Secara khusus, dalam Pasal 76C Jo Pasal 80 ayat (3) UU Nomor 35 Tahun 2014 tentang Perlindungan Anak menegaskan larangan untuk melakukan, menyuruh melakukan, atau turut serta melakukan kekerasan terhadap anak hingga menyebabkan kematian.
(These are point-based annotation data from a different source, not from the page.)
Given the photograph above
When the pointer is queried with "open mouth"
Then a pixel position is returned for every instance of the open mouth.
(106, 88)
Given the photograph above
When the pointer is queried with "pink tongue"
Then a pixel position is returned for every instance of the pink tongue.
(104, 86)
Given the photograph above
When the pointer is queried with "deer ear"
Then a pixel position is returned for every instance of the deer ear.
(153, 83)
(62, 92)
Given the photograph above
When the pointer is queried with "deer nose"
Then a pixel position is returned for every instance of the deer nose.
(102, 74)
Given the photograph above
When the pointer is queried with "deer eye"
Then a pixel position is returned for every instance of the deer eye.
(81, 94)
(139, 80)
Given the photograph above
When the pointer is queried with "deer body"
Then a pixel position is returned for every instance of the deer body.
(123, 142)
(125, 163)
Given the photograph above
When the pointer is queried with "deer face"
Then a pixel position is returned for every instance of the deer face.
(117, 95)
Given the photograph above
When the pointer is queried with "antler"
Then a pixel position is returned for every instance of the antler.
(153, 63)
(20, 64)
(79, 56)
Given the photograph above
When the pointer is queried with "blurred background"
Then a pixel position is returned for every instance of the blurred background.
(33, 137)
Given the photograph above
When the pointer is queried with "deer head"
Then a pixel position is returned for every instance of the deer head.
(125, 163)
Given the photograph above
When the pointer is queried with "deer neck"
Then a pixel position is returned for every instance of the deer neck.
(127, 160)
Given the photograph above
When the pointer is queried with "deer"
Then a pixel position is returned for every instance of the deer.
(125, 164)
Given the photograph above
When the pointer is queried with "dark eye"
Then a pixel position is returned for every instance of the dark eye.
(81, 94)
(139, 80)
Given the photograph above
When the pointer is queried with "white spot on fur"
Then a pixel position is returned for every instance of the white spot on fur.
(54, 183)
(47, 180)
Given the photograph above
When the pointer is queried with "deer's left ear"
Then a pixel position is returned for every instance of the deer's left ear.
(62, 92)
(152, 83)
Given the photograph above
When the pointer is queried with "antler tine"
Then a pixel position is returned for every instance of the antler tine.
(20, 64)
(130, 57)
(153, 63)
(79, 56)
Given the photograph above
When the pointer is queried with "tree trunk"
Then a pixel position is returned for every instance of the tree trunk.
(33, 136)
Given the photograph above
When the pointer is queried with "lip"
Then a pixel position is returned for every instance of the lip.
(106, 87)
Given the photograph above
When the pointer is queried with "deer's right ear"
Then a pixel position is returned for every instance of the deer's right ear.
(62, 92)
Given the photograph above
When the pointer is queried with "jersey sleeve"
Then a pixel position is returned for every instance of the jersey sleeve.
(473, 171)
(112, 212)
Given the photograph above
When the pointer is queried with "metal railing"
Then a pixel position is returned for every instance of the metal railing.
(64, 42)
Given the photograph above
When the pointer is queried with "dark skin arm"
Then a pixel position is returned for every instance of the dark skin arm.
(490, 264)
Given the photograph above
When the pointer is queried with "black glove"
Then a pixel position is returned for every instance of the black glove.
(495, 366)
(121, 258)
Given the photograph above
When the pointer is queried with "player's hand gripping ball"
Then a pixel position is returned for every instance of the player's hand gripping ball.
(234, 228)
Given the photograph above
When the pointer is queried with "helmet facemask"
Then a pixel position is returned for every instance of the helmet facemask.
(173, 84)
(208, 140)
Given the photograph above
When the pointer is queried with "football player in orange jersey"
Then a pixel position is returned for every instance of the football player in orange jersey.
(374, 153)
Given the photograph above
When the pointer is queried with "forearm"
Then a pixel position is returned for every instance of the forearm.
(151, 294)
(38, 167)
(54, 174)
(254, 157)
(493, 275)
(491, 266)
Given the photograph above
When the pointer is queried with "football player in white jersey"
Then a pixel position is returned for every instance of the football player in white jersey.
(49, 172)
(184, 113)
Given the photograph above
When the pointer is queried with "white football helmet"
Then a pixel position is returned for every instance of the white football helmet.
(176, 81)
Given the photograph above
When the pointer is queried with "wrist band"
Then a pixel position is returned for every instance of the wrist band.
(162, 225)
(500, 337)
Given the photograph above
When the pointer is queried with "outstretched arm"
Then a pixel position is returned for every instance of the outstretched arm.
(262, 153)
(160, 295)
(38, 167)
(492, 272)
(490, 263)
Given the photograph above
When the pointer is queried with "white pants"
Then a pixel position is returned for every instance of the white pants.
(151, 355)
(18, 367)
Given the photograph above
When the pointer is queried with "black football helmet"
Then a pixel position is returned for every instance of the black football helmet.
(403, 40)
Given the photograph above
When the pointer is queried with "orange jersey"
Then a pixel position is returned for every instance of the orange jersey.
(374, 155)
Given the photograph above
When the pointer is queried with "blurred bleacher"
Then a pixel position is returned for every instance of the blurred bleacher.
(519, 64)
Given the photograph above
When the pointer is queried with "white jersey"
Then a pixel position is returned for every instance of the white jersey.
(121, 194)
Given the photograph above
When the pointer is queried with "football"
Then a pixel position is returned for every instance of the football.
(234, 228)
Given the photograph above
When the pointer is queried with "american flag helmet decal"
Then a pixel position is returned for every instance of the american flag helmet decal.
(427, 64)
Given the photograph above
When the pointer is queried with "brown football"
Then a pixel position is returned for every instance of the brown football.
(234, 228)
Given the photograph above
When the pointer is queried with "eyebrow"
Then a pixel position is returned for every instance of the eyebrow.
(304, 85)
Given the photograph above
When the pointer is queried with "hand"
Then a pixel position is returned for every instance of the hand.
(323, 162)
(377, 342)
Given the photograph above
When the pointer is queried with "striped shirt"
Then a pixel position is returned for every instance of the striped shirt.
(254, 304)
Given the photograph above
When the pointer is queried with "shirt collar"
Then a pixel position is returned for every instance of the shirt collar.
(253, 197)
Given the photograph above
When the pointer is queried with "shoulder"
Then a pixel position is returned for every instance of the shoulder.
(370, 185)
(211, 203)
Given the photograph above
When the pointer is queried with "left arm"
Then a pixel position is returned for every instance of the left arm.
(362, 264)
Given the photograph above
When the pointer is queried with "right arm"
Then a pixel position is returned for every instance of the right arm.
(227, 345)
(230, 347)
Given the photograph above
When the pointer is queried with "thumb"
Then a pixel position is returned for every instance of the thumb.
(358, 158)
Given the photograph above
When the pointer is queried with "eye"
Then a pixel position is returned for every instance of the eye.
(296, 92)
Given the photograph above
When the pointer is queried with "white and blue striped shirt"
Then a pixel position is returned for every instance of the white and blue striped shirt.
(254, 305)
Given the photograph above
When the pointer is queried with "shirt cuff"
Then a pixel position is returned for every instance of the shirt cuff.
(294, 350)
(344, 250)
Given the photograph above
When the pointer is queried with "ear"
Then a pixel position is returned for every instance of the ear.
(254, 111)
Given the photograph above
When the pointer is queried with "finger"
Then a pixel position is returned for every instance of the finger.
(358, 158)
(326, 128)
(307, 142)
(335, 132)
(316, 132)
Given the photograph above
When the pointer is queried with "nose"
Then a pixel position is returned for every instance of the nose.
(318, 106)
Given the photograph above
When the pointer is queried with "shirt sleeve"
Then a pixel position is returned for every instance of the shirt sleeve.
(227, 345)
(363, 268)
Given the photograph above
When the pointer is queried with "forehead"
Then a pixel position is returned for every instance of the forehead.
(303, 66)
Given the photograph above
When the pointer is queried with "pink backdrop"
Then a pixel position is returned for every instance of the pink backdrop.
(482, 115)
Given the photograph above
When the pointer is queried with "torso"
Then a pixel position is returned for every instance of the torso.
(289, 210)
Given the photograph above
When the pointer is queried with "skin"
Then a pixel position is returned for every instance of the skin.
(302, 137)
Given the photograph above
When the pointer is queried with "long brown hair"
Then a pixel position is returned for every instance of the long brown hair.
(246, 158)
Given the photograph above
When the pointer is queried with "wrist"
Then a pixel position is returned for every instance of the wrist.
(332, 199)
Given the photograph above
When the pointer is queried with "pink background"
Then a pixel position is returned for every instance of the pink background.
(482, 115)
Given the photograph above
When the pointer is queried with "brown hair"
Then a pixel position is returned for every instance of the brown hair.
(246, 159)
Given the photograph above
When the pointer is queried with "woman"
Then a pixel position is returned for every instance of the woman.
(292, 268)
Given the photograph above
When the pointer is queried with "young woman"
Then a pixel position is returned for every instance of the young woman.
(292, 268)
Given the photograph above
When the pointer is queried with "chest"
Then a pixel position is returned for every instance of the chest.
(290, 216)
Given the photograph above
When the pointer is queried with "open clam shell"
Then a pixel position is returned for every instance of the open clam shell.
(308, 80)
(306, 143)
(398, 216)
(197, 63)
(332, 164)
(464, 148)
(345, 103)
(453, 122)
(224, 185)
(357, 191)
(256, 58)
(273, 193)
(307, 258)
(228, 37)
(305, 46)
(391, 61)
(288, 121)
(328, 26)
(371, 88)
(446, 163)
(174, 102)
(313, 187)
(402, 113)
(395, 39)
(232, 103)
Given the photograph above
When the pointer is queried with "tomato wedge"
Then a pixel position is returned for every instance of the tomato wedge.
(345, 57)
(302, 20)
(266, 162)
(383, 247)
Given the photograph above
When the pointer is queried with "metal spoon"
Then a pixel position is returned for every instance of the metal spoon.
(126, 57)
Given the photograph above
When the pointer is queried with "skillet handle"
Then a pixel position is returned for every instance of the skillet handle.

Pelaku telah melanggar ketentuan ini dengan melakukan tindakan-tindakan kekerasan sehingga korban mengalami cedera berupa lebam di kaki, sundutan rokok di dagu, patah tulang di bahu, benjolan di kepala, bekas siraman air panas di dada dan paha, dan luka di bagian luar vagina. Korban meninggal diakibatkan pendarahan di otak. 

Dalam Pasal 15 UU No. 12 Tahun 2022 tentang Tindak Pidana Kekerasan Seksual adanya pemberatan pidana (satu pertiga) jika menyebabkan meninggalnya seseorang atas kekerasan seksual yang dialami namun dalam kasus ini, masih terdapatnya dugaan salah satu tindakan pelaku adalah melakukan pelecehan seksual.

Buruknya standard definisi "femisida" oleh negara-negara khususnya Indonesia dan sistem penyidikan dalam membedakan pembunuhan biasa dan femisida berdampak pada buruknya pencegahan, penanganan, pemulihan korban dan dokumentasi data femisida di Indonesia.